When the market sleeps, the architects wake up. So where’s the contrarian angle? You might argue: “Geopolitics is too messy for blockchain solutions. This is a state-level issue, not a protocol one.” I respect that skepticism, but I’d counter by saying that’s precisely why crypto matters. The F-35 dilemma illustrates that even the most advanced military alliances have a central point of failure—political will. The US Congress can block a deal because of a S-400 purchase that happened years ago. In a world where sovereign states increasingly hold digital assets, the ability to freeze or exclude is a weapon. Blockchain doesn’t solve geopolitics, but it offers a neutral trust layer—a way for nations to interact without handing over the keys to one arbiter.

Think about Turkey’s alternative. After being cut off, Ankara accelerated its domestic fighter program, TF-X (now called KAAN). It’s a classic crypto story: when a centralized gatekeeper denies access, the community forks. Turkey is effectively building its own layer 1—a sovereign fighter jet. But here’s the kicker: KAAN’s avionics and software will take years to mature. In the meantime, Turkey might still buy F-35s if the door reopens. That’s a governance dilemma—should you trust the new chain (KAAN) or the established one (F-35)? In crypto, we see this with rollups and L2s: the modular approach often wins. But the decision isn’t technical; it’s political. And that’s where the value of a permissionless system shines—it removes the politics from the trust.

I saw this play out in 2020 when I launched UniBarter in Jakarta. It was a local AMM that grew to 500 users in two weeks. Then the infrastructure—the centralized exchange integrations, the liquidity pools—choked. I spent nights trying to patch the system, realizing that innovation outpaces infrastructure when the trust layer is fragile. The F-35 program is the same: a beautiful, complex piece of engineering undermined by a brittle governance model. The solution isn’t to fix the governance; it’s to distribute the trust. That’s what Bitcoin did. That’s what Ethereum is doing. And that’s what the next generation of L2s will perfect—data availability (DA) that doesn’t rely on a single sequencer or nation-state.

Speaking of DA, I’ve been vocal that the Data Availability layer is overhyped.
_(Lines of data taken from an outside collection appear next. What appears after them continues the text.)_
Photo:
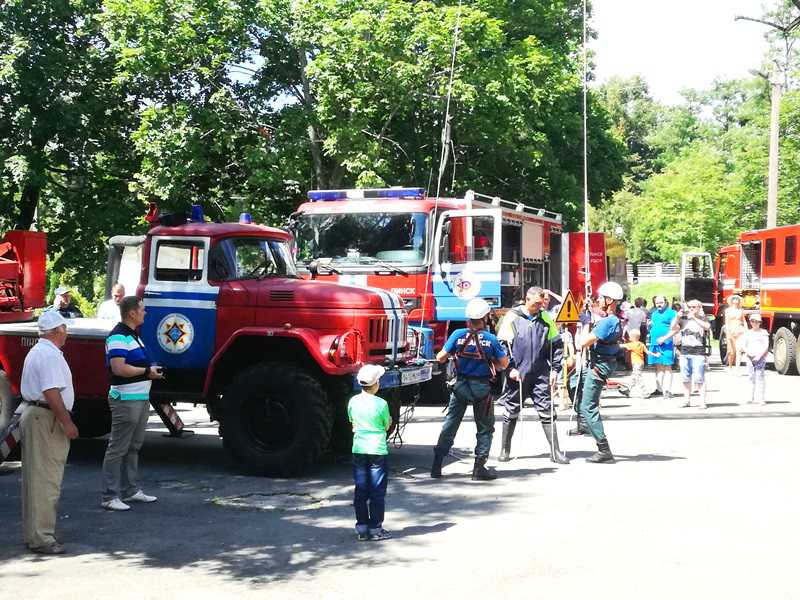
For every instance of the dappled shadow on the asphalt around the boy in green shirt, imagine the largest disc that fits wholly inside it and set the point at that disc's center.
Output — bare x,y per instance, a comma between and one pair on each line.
188,527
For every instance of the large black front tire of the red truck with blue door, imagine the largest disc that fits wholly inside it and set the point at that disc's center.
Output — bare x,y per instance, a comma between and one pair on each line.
277,420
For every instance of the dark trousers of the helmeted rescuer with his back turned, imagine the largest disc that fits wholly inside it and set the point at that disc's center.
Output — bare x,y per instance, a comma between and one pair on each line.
478,393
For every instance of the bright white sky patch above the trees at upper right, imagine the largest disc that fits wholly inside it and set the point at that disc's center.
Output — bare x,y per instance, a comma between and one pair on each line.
677,44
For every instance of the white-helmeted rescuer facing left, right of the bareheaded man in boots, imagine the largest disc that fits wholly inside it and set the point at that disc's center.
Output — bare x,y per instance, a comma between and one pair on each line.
603,342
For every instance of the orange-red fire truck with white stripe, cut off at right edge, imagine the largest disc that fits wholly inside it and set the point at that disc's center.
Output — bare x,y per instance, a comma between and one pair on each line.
762,267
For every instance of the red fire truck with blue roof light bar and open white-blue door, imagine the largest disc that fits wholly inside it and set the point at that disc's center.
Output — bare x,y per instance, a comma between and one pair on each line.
438,253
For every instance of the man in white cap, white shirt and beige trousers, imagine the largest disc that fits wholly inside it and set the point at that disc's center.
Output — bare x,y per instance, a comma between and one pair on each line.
47,429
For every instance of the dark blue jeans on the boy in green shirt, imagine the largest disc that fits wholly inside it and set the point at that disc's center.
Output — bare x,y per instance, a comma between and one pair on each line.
370,473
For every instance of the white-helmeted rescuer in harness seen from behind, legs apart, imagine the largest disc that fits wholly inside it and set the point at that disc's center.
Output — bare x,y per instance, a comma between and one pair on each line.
478,354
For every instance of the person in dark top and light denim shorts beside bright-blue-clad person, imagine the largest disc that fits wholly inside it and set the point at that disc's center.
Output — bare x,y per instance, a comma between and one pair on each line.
693,327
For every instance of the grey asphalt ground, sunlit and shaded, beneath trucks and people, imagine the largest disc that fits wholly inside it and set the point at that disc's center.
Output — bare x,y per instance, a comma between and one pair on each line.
699,504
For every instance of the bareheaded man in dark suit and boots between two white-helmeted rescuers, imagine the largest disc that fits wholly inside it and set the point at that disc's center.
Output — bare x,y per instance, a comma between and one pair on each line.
536,356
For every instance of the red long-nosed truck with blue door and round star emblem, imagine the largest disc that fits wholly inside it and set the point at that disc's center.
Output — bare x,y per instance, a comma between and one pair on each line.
271,355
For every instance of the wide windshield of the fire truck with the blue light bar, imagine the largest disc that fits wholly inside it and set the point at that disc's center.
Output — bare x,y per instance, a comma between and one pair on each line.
362,238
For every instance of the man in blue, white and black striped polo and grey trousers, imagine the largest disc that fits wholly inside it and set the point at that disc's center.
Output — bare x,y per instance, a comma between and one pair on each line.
131,372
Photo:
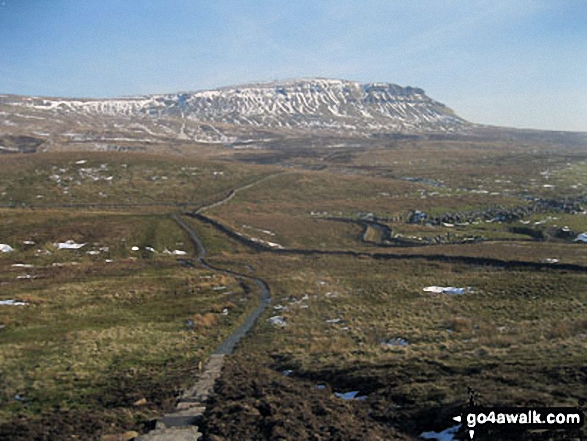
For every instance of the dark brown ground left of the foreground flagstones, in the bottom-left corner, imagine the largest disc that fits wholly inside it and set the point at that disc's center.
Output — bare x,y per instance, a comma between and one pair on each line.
108,410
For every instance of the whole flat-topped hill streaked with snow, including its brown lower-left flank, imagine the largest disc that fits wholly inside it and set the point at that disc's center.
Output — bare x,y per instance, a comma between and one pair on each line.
239,113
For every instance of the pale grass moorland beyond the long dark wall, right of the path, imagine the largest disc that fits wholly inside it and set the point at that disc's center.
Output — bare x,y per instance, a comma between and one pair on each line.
520,202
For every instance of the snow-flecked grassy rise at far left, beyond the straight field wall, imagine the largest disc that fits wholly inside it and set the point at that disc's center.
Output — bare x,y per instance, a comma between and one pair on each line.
115,178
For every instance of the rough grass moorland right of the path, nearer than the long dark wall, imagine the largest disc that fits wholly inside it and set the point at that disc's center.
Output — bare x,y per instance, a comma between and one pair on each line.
354,324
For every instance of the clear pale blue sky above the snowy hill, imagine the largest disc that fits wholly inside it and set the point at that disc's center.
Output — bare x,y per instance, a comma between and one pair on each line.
520,63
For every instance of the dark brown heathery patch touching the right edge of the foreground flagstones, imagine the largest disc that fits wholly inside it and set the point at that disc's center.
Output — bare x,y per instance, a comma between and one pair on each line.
253,402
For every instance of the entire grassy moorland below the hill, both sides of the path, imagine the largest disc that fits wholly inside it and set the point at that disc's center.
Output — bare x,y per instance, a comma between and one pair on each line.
105,326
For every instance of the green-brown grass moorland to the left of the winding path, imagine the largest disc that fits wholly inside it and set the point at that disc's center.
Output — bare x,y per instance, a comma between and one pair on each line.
110,332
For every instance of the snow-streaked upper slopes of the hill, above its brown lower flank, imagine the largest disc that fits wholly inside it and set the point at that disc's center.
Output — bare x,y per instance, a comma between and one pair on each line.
309,105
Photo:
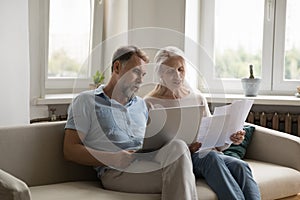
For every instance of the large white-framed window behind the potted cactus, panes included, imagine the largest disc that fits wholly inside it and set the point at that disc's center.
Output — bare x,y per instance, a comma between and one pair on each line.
265,34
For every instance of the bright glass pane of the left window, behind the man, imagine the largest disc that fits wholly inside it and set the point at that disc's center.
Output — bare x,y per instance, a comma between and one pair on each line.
69,35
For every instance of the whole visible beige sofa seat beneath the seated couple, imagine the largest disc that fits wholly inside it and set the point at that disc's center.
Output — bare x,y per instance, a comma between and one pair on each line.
274,182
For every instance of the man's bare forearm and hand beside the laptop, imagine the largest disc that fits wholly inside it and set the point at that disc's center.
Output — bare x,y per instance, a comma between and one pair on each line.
75,151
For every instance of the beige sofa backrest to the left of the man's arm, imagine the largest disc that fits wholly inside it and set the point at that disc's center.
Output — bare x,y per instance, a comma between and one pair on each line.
34,154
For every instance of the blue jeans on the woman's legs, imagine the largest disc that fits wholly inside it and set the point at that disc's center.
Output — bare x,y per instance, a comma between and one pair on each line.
230,178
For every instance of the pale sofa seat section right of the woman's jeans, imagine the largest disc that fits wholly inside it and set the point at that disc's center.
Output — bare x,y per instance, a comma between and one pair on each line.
275,181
Ninety-nine percent of rollups don’t generate enough data to need a dedicated layer. But in this geopolitical context, DA becomes a metaphor: the “data” here is the F-35’s operational secrets, the maintenance logs, the sensor fusion outputs. Turkey doesn’t need a dedicated “DA” layer—it needs a system where it can read and write its own data without permission. That is the promise of blockchain: self-sovereign data, not just assets.

Art is the interface; blockchain is the canvas. So what’s the takeaway? The F-35 Turkey saga isn’t just a news cycle. It’s a case study in why we build decentralized systems. Every centralized gate—whether it’s a plane, a bank, or a social media platform—carries the risk of political capture. The move to restore access is a temporary patch, a transaction that might close but won’t fix the underlying fault line. The long-term trend is that nations, like individuals, will seek technological sovereignty. They will want systems where trust is not a favor granted by a Congress but a property enforced by code.

We didn’t just hunt alpha; we rewired the game. The architects of the F-35 world don’t see it yet, but the game is changing. The question is: will you wait for the next geopolitical crack to realize the value of a trustless system?

Let me leave you with this thought. In Jakarta, I train developers who are building the next generation of decentralized identity and reputation protocols. They laugh when I tell them about the F-35—a plane that needs political approval to fly. They understand that the future isn’t about asking permission. It’s about proving worth on a neutral ledger. The F-35 is a relic of a world where trust is central. The blockchain is the canvas where that trust becomes programmable, permissionless, and unstoppable. And that, my friends, is the rewiring we’re all part of.